Addressing abnormal behavior is crucial in analyzing and interpreting LLMs. Thus, RQ1 focuses on an initial exploration to determine if abstract models can effectively depict LLM behavior in terms of abnormalities. Our approach involves analyzing the variations in transition probabilities from abstract models between normal and abnormal instances, considering these probabilities as reliable indicators of model characteristics due to their representation of inherent state transitions.
To respond to RQ1, we evaluate the differences between normal and abnormal data, both qualitatively and quantitatively, across three distributions: normal instances in training and testing datasets, and abnormal instances in the testing dataset. The former represents standard LLM processing scenarios, while the latter highlights contexts beyond the training data’s scope, potentially indicating abnormal LLM behavior.
For qualitative analysis, we employ Kernel Density Estimation (KDE) plots to visualize transition probability distributions, and for quantitative analysis, we utilize the Mann-Whitney U test to assess statistical significance across the three distributions. The abstract model's hyperparameters are selected randomly from a predefined parameter space, aiming to uncover any discrepancies in LLM behavior and its abstract representation through transition probabilities.
The above figure illustrates the distribution of transition probabilities w.r.t. three types of instances (normal instances in training data, normal instances in testing data, and abnormal instances in test data) across three different tasks. Among all three tasks, the distributions of the transitions are highly aligned for normal instances in the training and test data. Namely, the abstract model has consistent behavior characteristics when dealing with normal instances. In terms of the normal and the abnormal instances, we also notice divergent distribution shapes in SST-2 and AdvGLUE++ datasets. This visual observation supports the proposed assertion that it is possible to distinguish normal and abnormal instances from the distribution of transition probabilities of the abstract model.
To discern whether our abstract model is effective in distinguishing between normal and abnormal behaviors of LLM, we employed the Kullback-Leibler (KL) divergence. By quantifying the divergence between Normal and Abnormal abstract states/transitions across various datasets, we gain insights into the model's capacity to detect behavioral discrepancies.

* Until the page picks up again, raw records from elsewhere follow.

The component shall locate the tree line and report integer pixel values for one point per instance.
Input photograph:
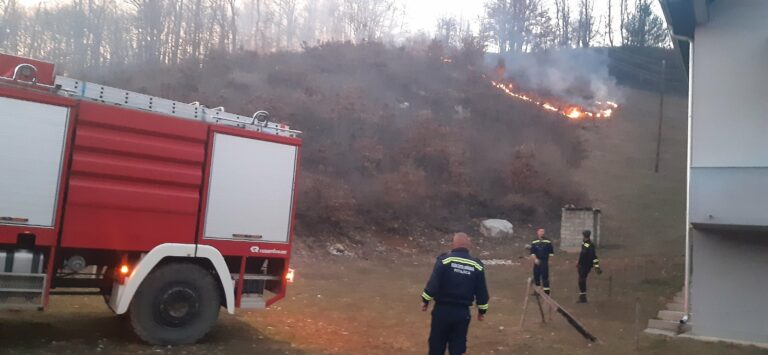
(94, 34)
(531, 25)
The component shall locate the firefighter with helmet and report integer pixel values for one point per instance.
(456, 282)
(587, 260)
(541, 251)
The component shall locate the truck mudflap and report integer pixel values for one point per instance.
(122, 294)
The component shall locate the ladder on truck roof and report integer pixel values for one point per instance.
(193, 111)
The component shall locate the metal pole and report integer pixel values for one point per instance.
(687, 280)
(662, 90)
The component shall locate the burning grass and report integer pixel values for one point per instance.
(396, 140)
(598, 110)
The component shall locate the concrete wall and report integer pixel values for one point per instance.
(575, 221)
(729, 294)
(730, 115)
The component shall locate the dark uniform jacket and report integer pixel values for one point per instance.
(457, 278)
(542, 248)
(588, 255)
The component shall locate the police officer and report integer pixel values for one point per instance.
(587, 260)
(541, 250)
(457, 280)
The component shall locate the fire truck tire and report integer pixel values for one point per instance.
(176, 304)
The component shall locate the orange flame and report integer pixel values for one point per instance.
(574, 112)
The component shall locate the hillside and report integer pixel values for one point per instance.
(397, 140)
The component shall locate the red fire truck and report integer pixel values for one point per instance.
(169, 210)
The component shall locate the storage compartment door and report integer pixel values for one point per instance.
(31, 154)
(250, 192)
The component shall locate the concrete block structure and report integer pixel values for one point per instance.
(573, 221)
(725, 43)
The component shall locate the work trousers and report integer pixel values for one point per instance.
(541, 275)
(450, 323)
(583, 273)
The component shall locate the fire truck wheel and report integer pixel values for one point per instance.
(176, 304)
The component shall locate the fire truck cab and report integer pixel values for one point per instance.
(169, 210)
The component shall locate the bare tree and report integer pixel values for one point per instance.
(609, 23)
(563, 17)
(623, 16)
(370, 19)
(585, 26)
(518, 25)
(447, 31)
(645, 28)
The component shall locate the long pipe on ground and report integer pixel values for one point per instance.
(687, 280)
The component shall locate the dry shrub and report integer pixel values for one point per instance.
(384, 146)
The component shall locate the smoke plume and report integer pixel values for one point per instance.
(578, 75)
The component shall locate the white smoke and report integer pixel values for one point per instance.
(579, 75)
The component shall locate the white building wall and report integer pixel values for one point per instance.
(730, 87)
(729, 289)
(729, 168)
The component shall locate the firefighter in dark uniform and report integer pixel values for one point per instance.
(587, 260)
(457, 281)
(541, 250)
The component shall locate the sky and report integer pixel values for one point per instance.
(422, 15)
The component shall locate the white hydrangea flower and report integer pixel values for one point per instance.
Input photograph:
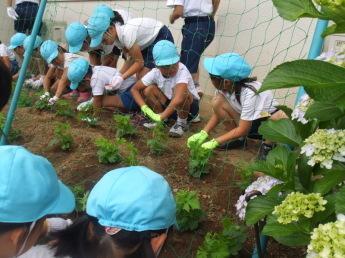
(263, 184)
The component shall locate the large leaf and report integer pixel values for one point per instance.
(323, 111)
(293, 234)
(293, 9)
(281, 131)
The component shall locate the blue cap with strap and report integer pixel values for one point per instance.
(37, 43)
(75, 35)
(49, 50)
(77, 70)
(17, 40)
(97, 25)
(231, 66)
(134, 199)
(29, 187)
(165, 53)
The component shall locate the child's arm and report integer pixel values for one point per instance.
(180, 96)
(176, 14)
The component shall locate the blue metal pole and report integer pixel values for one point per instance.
(20, 81)
(315, 49)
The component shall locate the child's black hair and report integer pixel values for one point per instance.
(78, 241)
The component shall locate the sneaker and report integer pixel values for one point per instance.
(235, 144)
(84, 96)
(265, 148)
(178, 129)
(71, 95)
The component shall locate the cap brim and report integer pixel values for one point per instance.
(209, 66)
(97, 40)
(66, 201)
(169, 61)
(74, 85)
(75, 49)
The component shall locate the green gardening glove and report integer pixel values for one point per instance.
(197, 138)
(210, 145)
(149, 112)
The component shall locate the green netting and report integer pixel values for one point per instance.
(249, 27)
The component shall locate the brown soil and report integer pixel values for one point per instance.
(217, 190)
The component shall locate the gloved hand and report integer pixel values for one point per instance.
(152, 115)
(210, 145)
(46, 96)
(12, 13)
(53, 100)
(57, 224)
(197, 138)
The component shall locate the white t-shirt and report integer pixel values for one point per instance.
(102, 75)
(167, 85)
(40, 251)
(5, 51)
(142, 31)
(193, 7)
(253, 106)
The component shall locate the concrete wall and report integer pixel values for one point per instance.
(251, 28)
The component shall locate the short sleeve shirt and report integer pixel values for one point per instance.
(167, 85)
(253, 106)
(193, 7)
(141, 31)
(102, 75)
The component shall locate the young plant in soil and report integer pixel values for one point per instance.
(108, 151)
(123, 126)
(62, 136)
(63, 108)
(81, 196)
(188, 210)
(198, 161)
(157, 144)
(223, 244)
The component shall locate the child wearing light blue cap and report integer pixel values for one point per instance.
(136, 38)
(171, 85)
(81, 75)
(236, 102)
(58, 60)
(30, 191)
(129, 210)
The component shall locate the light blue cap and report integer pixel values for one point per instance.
(77, 70)
(37, 43)
(103, 8)
(97, 24)
(133, 199)
(75, 35)
(17, 40)
(29, 187)
(231, 66)
(165, 53)
(49, 50)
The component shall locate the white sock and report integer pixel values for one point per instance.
(182, 120)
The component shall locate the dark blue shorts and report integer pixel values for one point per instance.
(164, 33)
(27, 13)
(198, 32)
(128, 100)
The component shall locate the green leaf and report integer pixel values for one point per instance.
(293, 9)
(330, 179)
(281, 131)
(323, 111)
(340, 201)
(293, 234)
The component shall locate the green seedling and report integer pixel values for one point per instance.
(62, 136)
(188, 210)
(223, 244)
(124, 126)
(157, 144)
(108, 151)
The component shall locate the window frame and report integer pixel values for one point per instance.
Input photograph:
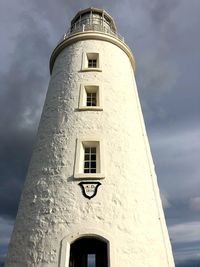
(79, 159)
(86, 56)
(91, 88)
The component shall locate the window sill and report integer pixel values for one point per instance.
(89, 176)
(92, 108)
(91, 69)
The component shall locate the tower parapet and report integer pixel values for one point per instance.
(93, 19)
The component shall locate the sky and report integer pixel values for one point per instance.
(164, 36)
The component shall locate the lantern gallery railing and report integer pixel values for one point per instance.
(81, 27)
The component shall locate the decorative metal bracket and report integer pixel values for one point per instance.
(89, 189)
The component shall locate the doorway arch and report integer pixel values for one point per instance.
(88, 251)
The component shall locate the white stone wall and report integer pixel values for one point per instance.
(127, 208)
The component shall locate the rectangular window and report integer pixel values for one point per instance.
(90, 97)
(92, 63)
(90, 160)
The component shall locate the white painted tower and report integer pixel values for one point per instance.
(91, 197)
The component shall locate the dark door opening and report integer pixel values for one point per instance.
(88, 252)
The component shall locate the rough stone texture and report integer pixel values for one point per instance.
(127, 207)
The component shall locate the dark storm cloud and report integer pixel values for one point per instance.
(23, 87)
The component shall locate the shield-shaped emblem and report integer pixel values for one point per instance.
(89, 189)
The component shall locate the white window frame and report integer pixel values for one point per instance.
(90, 55)
(98, 89)
(79, 160)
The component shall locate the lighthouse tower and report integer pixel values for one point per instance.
(91, 197)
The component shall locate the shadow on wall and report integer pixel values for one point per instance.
(189, 263)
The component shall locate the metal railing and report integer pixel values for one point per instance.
(90, 27)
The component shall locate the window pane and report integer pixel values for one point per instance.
(91, 260)
(93, 164)
(87, 149)
(93, 150)
(93, 157)
(86, 165)
(90, 160)
(87, 157)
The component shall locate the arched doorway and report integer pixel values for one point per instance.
(88, 252)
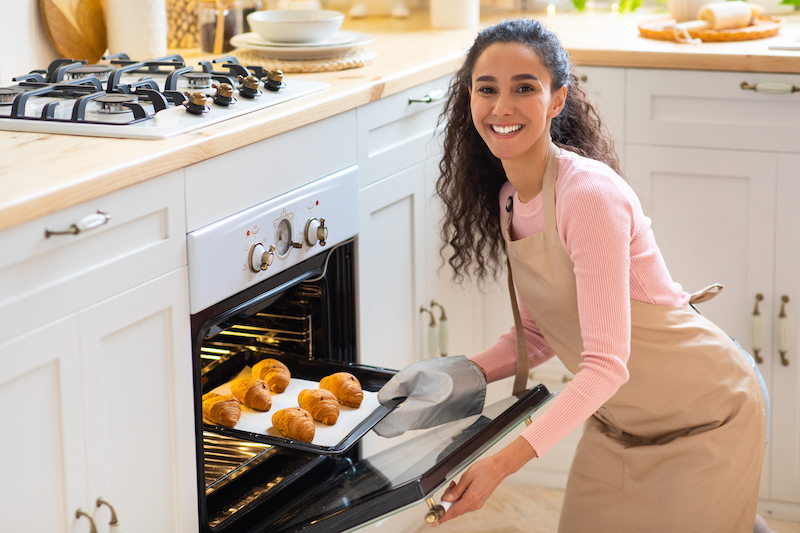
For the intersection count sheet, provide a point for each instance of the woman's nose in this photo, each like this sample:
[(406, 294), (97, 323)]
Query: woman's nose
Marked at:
[(503, 106)]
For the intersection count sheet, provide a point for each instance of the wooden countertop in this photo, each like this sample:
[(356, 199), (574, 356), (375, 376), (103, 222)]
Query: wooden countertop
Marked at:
[(42, 173)]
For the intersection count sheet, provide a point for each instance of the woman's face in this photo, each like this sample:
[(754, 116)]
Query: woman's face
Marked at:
[(511, 100)]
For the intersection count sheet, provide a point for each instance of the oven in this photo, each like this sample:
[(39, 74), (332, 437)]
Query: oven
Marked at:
[(279, 281)]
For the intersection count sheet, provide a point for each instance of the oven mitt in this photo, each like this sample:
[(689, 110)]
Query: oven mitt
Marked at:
[(437, 391)]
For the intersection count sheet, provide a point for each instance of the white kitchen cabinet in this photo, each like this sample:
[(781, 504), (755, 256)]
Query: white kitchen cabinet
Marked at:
[(42, 279), (43, 446), (101, 406), (785, 379), (136, 363), (716, 167), (391, 247)]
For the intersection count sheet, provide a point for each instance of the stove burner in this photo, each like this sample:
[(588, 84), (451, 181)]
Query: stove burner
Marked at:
[(102, 72), (274, 80), (224, 96), (249, 87), (8, 94), (197, 103), (112, 104), (198, 80)]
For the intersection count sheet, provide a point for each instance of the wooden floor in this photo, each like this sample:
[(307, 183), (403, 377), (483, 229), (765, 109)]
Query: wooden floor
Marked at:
[(517, 508)]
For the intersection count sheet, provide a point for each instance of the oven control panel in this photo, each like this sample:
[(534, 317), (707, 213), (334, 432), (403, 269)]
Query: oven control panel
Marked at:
[(228, 256)]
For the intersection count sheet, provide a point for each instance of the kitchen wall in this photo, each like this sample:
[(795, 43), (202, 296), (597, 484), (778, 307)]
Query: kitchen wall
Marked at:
[(24, 45)]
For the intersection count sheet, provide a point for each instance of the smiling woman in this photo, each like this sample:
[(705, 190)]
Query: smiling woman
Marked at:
[(673, 413)]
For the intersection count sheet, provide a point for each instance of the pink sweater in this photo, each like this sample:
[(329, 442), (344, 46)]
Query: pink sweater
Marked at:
[(616, 259)]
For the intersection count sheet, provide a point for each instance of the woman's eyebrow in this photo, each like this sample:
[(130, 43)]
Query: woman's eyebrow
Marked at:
[(516, 77)]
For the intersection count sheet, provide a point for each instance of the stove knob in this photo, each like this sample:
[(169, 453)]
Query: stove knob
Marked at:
[(261, 258), (316, 231)]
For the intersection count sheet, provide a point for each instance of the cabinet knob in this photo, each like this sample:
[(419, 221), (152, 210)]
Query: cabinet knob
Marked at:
[(434, 96), (783, 331), (757, 330), (444, 338), (113, 524)]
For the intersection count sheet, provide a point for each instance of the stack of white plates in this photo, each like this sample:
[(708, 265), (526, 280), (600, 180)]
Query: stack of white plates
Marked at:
[(337, 45)]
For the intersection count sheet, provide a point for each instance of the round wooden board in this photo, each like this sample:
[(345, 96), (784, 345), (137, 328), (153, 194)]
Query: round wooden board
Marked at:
[(762, 27), (77, 28)]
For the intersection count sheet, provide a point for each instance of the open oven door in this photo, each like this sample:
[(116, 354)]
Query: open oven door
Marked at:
[(341, 494)]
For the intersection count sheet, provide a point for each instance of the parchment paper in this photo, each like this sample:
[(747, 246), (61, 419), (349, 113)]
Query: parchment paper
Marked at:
[(261, 422)]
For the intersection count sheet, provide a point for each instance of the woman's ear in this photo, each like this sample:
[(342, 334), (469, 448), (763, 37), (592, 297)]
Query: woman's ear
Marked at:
[(557, 101)]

AdvGLUE++: This close-to-zero divergence suggests that the abstract model perceives the normal and abnormal behaviors within the AdvGLUE++ dataset to be closely aligned. We will see how the abstract model performs on AdvGLUE++ in the following experiments.
SST-2: Like AdvGLUE++, this divergence suggests that our abstract model perceives the normal and abnormal behaviors within the SST-2 dataset to be closely aligned.
TruthfulQA: This significant divergence implies that our abstract model can effectively discern between normal and abnormal LLM behaviors for the TruthfulQA dataset.
This figure provides an insightful visualization of the p-value distributions across settings of an abstract model that satisfies the statistical significance. By plotting p-values against their frequency of occurrence, the image serves as a valuable tool for evaluating the model’s effectiveness in detecting abnormal behavior. The x-axis represents the range of p-values, which are a statistical measure used to determine the significance of an observed effect. In this context, the p-values help to ascertain whether there is a statistically significant difference between the probabilities of normal and abnormal behaviors as detected by the abstract model. The y-axis denotes the frequency of each p-value across the 180 different settings of the abstract model.
The distribution of p-values indicates that in most of the model settings, the abstract model is capable of detecting abnormal behavior. This is evident from the p-values being in a range that signifies a statistically significant difference between normal and abnormal probabilities.
The spread of the p-value distribution across the 180 settings highlights the variability in the model’s performance. This variability could be attributed to differences in the model’s configuration, parameters, or the nature of the data it was trained on.
In general, our results validate our initial hypothesis and underline the capability of the abstract model to discover the abnormal behavior of the LLM. The transition probabilities of the abstract model are aligned with normal instances and have significant differences while abnormal instances are encountered.